To quote the International Atomic Energy Agency, SMRs offer significant potential for nuclear power thanks to their shorter construction timelines, greater adaptability and inherent safety features. The capital costs associated with them are considerably less than large-scale reactors or equivalent energy production methods, the agency says.
About 70 countries are working on SMR technology. One of the investors is Bill Gates, who asserts they will be among the major technology breakthroughs the world needs to replace, and eventually remove, the climate change problem now seen as a threat.
As most energy engineers will tell you, the other significant problem of the “transition” is power grid reliability in grids using large amounts of variable technology – and this will be a greater issue for affordable, reliable supply if, as forecast, electricity consumption rises by 50 per cent (or more) over the next three decades.

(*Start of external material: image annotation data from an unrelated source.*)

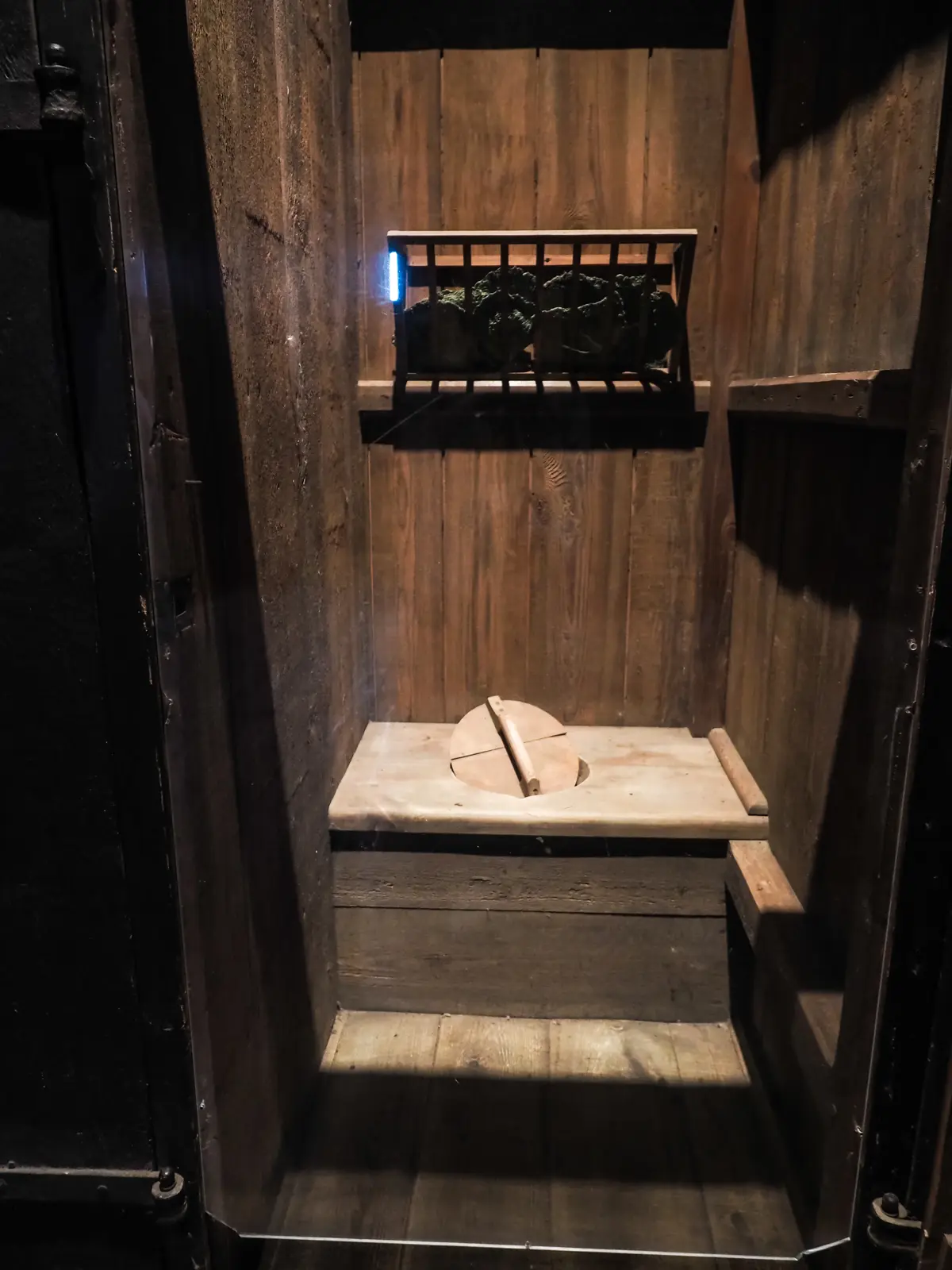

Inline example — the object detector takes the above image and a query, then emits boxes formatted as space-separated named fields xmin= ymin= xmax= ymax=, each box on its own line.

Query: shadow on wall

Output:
xmin=351 ymin=0 xmax=950 ymax=184
xmin=747 ymin=0 xmax=950 ymax=174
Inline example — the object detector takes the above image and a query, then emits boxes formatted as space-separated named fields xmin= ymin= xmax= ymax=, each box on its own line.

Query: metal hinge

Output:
xmin=867 ymin=1191 xmax=923 ymax=1256
xmin=0 ymin=1160 xmax=186 ymax=1222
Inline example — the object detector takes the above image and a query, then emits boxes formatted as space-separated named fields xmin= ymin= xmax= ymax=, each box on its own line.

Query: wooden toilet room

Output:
xmin=113 ymin=0 xmax=948 ymax=1260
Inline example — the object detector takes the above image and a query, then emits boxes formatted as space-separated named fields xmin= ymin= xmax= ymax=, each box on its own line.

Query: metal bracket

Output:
xmin=0 ymin=1160 xmax=188 ymax=1222
xmin=867 ymin=1191 xmax=923 ymax=1256
xmin=36 ymin=44 xmax=86 ymax=129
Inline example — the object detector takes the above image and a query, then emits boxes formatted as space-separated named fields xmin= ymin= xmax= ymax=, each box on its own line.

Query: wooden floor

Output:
xmin=330 ymin=722 xmax=768 ymax=838
xmin=269 ymin=1011 xmax=802 ymax=1257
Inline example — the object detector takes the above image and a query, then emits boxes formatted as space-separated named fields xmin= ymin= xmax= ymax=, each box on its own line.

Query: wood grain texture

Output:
xmin=670 ymin=1024 xmax=801 ymax=1256
xmin=181 ymin=0 xmax=370 ymax=1227
xmin=727 ymin=371 xmax=912 ymax=428
xmin=271 ymin=1010 xmax=801 ymax=1249
xmin=443 ymin=451 xmax=529 ymax=719
xmin=271 ymin=1011 xmax=440 ymax=1240
xmin=726 ymin=841 xmax=804 ymax=948
xmin=747 ymin=12 xmax=946 ymax=376
xmin=536 ymin=48 xmax=649 ymax=229
xmin=645 ymin=48 xmax=727 ymax=379
xmin=336 ymin=908 xmax=728 ymax=1022
xmin=690 ymin=4 xmax=760 ymax=735
xmin=367 ymin=446 xmax=446 ymax=722
xmin=354 ymin=49 xmax=440 ymax=379
xmin=334 ymin=851 xmax=725 ymax=917
xmin=624 ymin=449 xmax=701 ymax=726
xmin=439 ymin=48 xmax=538 ymax=237
xmin=527 ymin=449 xmax=632 ymax=724
xmin=409 ymin=1014 xmax=550 ymax=1243
xmin=707 ymin=728 xmax=766 ymax=815
xmin=360 ymin=48 xmax=726 ymax=725
xmin=552 ymin=1020 xmax=713 ymax=1253
xmin=328 ymin=722 xmax=768 ymax=840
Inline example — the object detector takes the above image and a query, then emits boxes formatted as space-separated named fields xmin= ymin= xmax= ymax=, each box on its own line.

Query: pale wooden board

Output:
xmin=334 ymin=851 xmax=725 ymax=917
xmin=451 ymin=733 xmax=582 ymax=798
xmin=330 ymin=722 xmax=768 ymax=838
xmin=336 ymin=908 xmax=728 ymax=1022
xmin=449 ymin=701 xmax=565 ymax=758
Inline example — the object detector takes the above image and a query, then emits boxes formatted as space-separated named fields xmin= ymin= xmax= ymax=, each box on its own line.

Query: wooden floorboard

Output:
xmin=271 ymin=1011 xmax=802 ymax=1254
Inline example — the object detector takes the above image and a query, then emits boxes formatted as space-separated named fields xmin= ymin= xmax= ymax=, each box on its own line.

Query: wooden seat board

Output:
xmin=330 ymin=722 xmax=768 ymax=838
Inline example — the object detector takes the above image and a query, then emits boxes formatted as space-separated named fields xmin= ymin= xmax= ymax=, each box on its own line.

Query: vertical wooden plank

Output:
xmin=442 ymin=48 xmax=537 ymax=237
xmin=442 ymin=48 xmax=537 ymax=720
xmin=529 ymin=48 xmax=649 ymax=724
xmin=537 ymin=48 xmax=649 ymax=230
xmin=527 ymin=449 xmax=632 ymax=724
xmin=443 ymin=449 xmax=529 ymax=722
xmin=690 ymin=0 xmax=760 ymax=735
xmin=645 ymin=48 xmax=727 ymax=379
xmin=624 ymin=449 xmax=701 ymax=728
xmin=370 ymin=444 xmax=446 ymax=722
xmin=725 ymin=421 xmax=787 ymax=779
xmin=355 ymin=49 xmax=440 ymax=379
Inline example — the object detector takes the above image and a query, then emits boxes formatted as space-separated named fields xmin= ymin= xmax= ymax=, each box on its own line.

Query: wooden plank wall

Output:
xmin=180 ymin=0 xmax=370 ymax=1228
xmin=354 ymin=48 xmax=727 ymax=725
xmin=747 ymin=11 xmax=946 ymax=377
xmin=727 ymin=419 xmax=904 ymax=937
xmin=726 ymin=10 xmax=946 ymax=929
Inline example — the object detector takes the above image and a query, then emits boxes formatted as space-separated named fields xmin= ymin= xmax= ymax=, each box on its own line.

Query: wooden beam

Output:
xmin=727 ymin=371 xmax=912 ymax=428
xmin=387 ymin=229 xmax=697 ymax=246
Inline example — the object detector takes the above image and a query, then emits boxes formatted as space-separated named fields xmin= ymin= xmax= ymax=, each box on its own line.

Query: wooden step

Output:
xmin=330 ymin=722 xmax=766 ymax=840
xmin=726 ymin=841 xmax=843 ymax=1178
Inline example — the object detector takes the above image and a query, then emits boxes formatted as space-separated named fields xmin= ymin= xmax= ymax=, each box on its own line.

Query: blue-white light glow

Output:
xmin=390 ymin=252 xmax=400 ymax=303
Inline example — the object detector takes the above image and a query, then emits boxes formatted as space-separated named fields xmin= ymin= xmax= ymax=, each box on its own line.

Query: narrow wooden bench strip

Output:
xmin=726 ymin=841 xmax=804 ymax=946
xmin=707 ymin=728 xmax=766 ymax=815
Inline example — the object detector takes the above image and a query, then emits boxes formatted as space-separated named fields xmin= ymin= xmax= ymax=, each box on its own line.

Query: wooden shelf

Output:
xmin=727 ymin=371 xmax=912 ymax=428
xmin=263 ymin=1011 xmax=804 ymax=1265
xmin=330 ymin=722 xmax=766 ymax=840
xmin=357 ymin=375 xmax=711 ymax=415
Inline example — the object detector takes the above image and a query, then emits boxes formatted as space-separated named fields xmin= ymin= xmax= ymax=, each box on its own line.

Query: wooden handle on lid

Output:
xmin=486 ymin=697 xmax=541 ymax=798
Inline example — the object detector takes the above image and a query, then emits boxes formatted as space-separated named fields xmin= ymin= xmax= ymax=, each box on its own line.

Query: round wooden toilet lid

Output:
xmin=449 ymin=701 xmax=580 ymax=798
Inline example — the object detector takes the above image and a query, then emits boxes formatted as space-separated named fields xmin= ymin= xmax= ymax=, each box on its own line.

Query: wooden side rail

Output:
xmin=726 ymin=840 xmax=843 ymax=1168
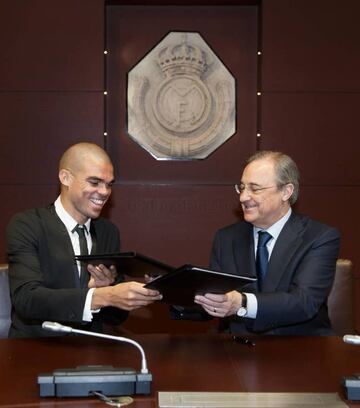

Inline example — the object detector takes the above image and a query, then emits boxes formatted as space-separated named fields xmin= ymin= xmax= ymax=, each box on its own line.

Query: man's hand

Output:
xmin=88 ymin=264 xmax=117 ymax=288
xmin=194 ymin=290 xmax=242 ymax=317
xmin=91 ymin=282 xmax=162 ymax=311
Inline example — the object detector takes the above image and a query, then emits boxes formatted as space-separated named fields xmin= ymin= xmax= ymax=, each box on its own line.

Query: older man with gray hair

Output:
xmin=195 ymin=151 xmax=340 ymax=335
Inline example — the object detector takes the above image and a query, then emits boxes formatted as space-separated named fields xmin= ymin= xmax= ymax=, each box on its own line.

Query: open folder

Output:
xmin=75 ymin=252 xmax=256 ymax=306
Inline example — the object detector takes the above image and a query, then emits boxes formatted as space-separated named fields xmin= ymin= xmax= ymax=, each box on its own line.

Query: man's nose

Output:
xmin=99 ymin=183 xmax=111 ymax=195
xmin=239 ymin=188 xmax=251 ymax=203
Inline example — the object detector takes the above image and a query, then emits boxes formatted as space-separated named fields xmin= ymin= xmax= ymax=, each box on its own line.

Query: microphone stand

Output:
xmin=38 ymin=322 xmax=152 ymax=397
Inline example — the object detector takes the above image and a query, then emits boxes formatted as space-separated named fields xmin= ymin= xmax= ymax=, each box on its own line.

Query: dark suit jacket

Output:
xmin=210 ymin=213 xmax=340 ymax=335
xmin=7 ymin=205 xmax=127 ymax=337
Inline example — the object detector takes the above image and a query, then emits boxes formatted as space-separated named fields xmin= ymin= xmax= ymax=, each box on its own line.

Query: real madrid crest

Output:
xmin=127 ymin=32 xmax=235 ymax=160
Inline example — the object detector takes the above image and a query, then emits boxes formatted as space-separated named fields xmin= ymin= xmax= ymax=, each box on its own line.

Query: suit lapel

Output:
xmin=42 ymin=205 xmax=80 ymax=287
xmin=233 ymin=223 xmax=257 ymax=292
xmin=90 ymin=220 xmax=97 ymax=255
xmin=263 ymin=213 xmax=304 ymax=292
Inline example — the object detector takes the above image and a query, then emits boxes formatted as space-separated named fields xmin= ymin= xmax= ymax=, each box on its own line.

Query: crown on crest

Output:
xmin=158 ymin=34 xmax=208 ymax=77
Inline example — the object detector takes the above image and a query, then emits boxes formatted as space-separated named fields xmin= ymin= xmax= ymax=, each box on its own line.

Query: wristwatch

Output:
xmin=236 ymin=293 xmax=247 ymax=317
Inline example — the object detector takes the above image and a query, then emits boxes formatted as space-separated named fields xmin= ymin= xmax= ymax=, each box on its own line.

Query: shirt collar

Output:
xmin=54 ymin=196 xmax=91 ymax=234
xmin=254 ymin=207 xmax=292 ymax=241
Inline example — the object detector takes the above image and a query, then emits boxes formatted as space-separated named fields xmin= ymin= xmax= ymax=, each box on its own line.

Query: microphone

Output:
xmin=343 ymin=334 xmax=360 ymax=345
xmin=42 ymin=322 xmax=149 ymax=374
xmin=38 ymin=321 xmax=152 ymax=397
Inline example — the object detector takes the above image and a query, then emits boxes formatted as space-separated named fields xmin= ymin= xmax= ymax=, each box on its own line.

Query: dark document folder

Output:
xmin=145 ymin=265 xmax=256 ymax=306
xmin=75 ymin=252 xmax=176 ymax=277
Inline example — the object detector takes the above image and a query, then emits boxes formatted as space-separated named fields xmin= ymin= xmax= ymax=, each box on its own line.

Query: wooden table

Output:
xmin=0 ymin=334 xmax=360 ymax=408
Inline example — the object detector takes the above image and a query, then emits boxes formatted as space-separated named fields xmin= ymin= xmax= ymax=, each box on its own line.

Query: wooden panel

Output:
xmin=262 ymin=0 xmax=360 ymax=91
xmin=107 ymin=6 xmax=257 ymax=183
xmin=109 ymin=186 xmax=242 ymax=266
xmin=261 ymin=93 xmax=360 ymax=185
xmin=0 ymin=92 xmax=103 ymax=185
xmin=0 ymin=0 xmax=104 ymax=91
xmin=0 ymin=184 xmax=59 ymax=263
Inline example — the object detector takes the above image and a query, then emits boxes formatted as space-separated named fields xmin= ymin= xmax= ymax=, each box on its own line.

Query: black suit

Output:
xmin=210 ymin=213 xmax=340 ymax=335
xmin=7 ymin=205 xmax=127 ymax=337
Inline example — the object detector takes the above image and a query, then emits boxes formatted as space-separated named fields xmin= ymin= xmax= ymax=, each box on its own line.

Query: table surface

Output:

Total system costs of meeting this challenge are a major factor, not least for the viability of private sector’s energy-intensive industries.
It is at the very least arguable that Europe at the moment is providing a case study in why over-reliance on boom-and-bust variable renewable power supply is a non-trivial issue for economies, providing far more electricity than grids need at some points and far too little at others when the weather is unfavorable.
For a country like Australia, going forward, a good case can be made for the potential role of SMRs as they can continuously operate at full power or follow supply swings in the NEM as it shifts to large-scale reliance on wind and solar farms as well as rooftop PVs.
In this environment, grandiloquent games with words like “moribund” are worse than of no value. They are an unhelpful contribution to the debate about how Australia copes with the decarbonization issue out to the middle of the century.